Вот пачка шведских газет, описывающих «Роб Роя». Вот небольшой томик на шведском языке под названием «Маленький американец» – в нем «величайшая нация на лице земли, сэр» утверждает, что их язык не английский, а справедливо и по праву называть его американским. Это своего рода букварь, учебник для датчан, изучающих американский язык. Ну что же, возможно, мы, англичане, тоже сможем поучиться.
Сначала написано датское слово или фраза, затем то же по-английски, но датскими буквами; далее также датскими буквами написано, как следует это произносить. В примере ниже мы опустим датский язык и используем английские буквы:
– George has been punished by his father.
Dschaardsch has bin ponnisch’d bei hihs fadher.

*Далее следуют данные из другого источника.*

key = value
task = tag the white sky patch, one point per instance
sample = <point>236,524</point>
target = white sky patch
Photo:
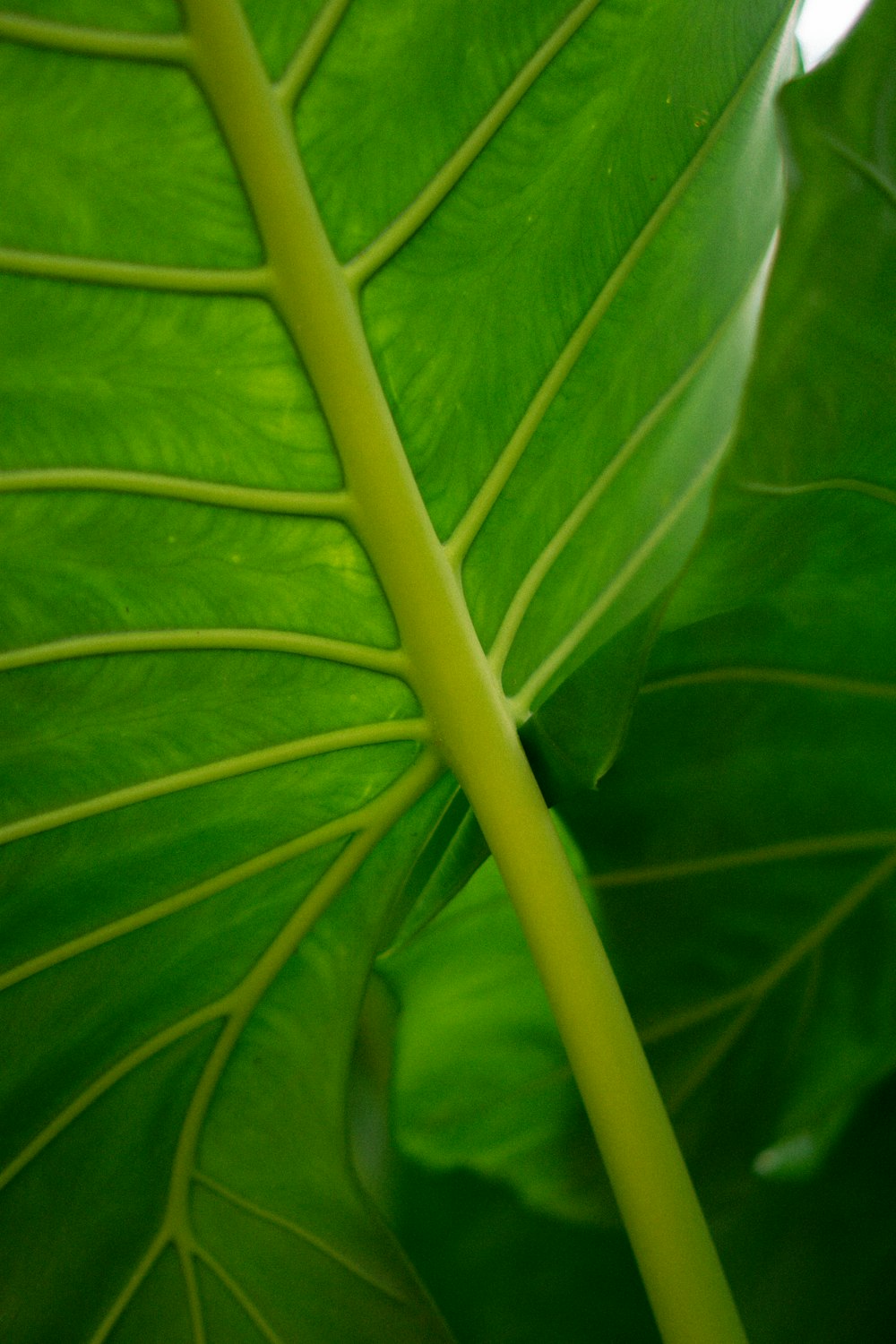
<point>823,23</point>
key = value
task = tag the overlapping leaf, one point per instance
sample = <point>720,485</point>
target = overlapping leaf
<point>217,782</point>
<point>745,843</point>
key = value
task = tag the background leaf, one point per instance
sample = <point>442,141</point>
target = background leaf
<point>743,843</point>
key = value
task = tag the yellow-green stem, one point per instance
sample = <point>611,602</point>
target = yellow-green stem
<point>471,725</point>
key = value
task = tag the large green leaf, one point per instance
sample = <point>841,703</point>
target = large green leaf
<point>745,843</point>
<point>220,782</point>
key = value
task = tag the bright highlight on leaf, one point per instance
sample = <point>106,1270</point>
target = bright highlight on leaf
<point>366,374</point>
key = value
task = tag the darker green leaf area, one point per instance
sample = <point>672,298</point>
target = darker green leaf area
<point>742,849</point>
<point>807,1260</point>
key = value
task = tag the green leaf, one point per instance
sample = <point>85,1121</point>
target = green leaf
<point>745,844</point>
<point>481,1080</point>
<point>237,660</point>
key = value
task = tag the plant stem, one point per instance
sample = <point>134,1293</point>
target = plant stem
<point>461,696</point>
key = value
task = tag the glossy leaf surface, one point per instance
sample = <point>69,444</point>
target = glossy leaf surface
<point>218,777</point>
<point>743,841</point>
<point>745,846</point>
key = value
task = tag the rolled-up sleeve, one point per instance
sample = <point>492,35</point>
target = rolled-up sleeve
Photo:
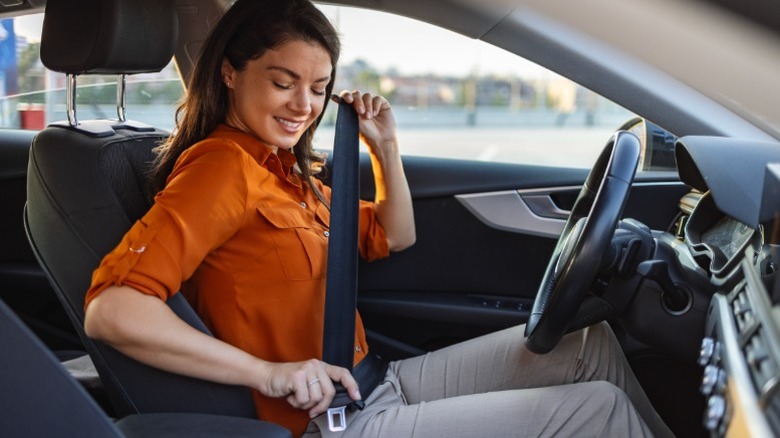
<point>202,205</point>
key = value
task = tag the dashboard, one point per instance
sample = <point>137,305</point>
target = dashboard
<point>725,235</point>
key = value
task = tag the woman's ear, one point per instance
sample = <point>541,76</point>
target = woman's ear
<point>227,73</point>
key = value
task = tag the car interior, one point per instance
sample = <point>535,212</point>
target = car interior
<point>671,238</point>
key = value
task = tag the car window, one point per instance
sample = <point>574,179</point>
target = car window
<point>455,97</point>
<point>33,96</point>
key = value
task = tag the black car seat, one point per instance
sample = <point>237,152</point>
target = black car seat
<point>86,186</point>
<point>40,399</point>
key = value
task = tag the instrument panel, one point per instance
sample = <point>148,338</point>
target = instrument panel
<point>740,354</point>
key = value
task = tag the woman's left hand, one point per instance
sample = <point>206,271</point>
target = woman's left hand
<point>377,123</point>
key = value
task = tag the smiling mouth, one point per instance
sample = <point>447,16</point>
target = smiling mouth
<point>288,124</point>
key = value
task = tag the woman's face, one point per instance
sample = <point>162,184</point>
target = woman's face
<point>277,96</point>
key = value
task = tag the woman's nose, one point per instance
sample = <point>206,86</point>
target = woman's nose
<point>301,102</point>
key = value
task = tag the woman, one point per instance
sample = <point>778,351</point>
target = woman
<point>240,225</point>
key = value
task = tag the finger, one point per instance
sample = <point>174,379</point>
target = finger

(Джордж был наказан своим отцом.)
– Amely’s shoes are not clean.
Amm’lih’s schuhs ahr naott klihn.
(Туфли Амели грязные.)
– Oh, joy! huzza! the pleasure.
Oh, dschei! hoosae! dhe pless jur.
(О, радость! Ура! Удовольствие.)
– Churchyard key.
Tschortschjard kih.
(Ключ от церковного двора, погоста).
– Waiter, the tinder-box.
Huehter, dhe tinder-bokks.
(Официант, трутницу).
Поскольку Швеция и Америка имеют крупнейшие в мире фабрики по производству спичек20, из фразы с упоминанием трутницы можно заключить, что книга довольно древняя; ряд ошибок указывает на небрежность американского редактора.
Но на самом деле эта книжечка не так плоха, как жалкий разговорник датского языка, продаваемый в Лондоне. В нем, как обычно, пишут, что все просто не хотят говорить, но поможет ли разговору приведенный в нем подробный список пословиц? Например,
The early bird picks up the first worm
(Ранняя пташка склюет первого червяка)
All’s well that ends well?
(все хорошо, что хорошо кончается).
Есть зануды, упрекающего бродячего гребца за то, что он блуждает там, где не знает языков. Они считают, что только полиглот вправе отчалить от берега. Так объедините свои мудрые головы и ученые языки, и дайте путешественникам разговорники, достойные такого имени. «Роб Рой» обойдется и без них, но это было бы неплохо.
Несколько лет тому назад я с двумя друзьями был в Копенгагене. Проголодавшись, мы зашли в ресторан. Список блюд был совершенно непонятен, и мы решили заказать для всех троих блюдо с самым длинным названием. Шло время, но официант ничего не приносил. Другие посетители заказывали свой обед, ели и уходили, а наш голод с каждой минутой становился все сильнее. Наконец, официант в белом фартуке принес большой поднос с тремя огромными закрытыми тарелками, которые были поставлены перед нами, с нетерпением ожидавшими обеда. Когда крышки были сняты, о чудо! Перед нами были полные тарелки приготовленной и приправленной цветной капусты.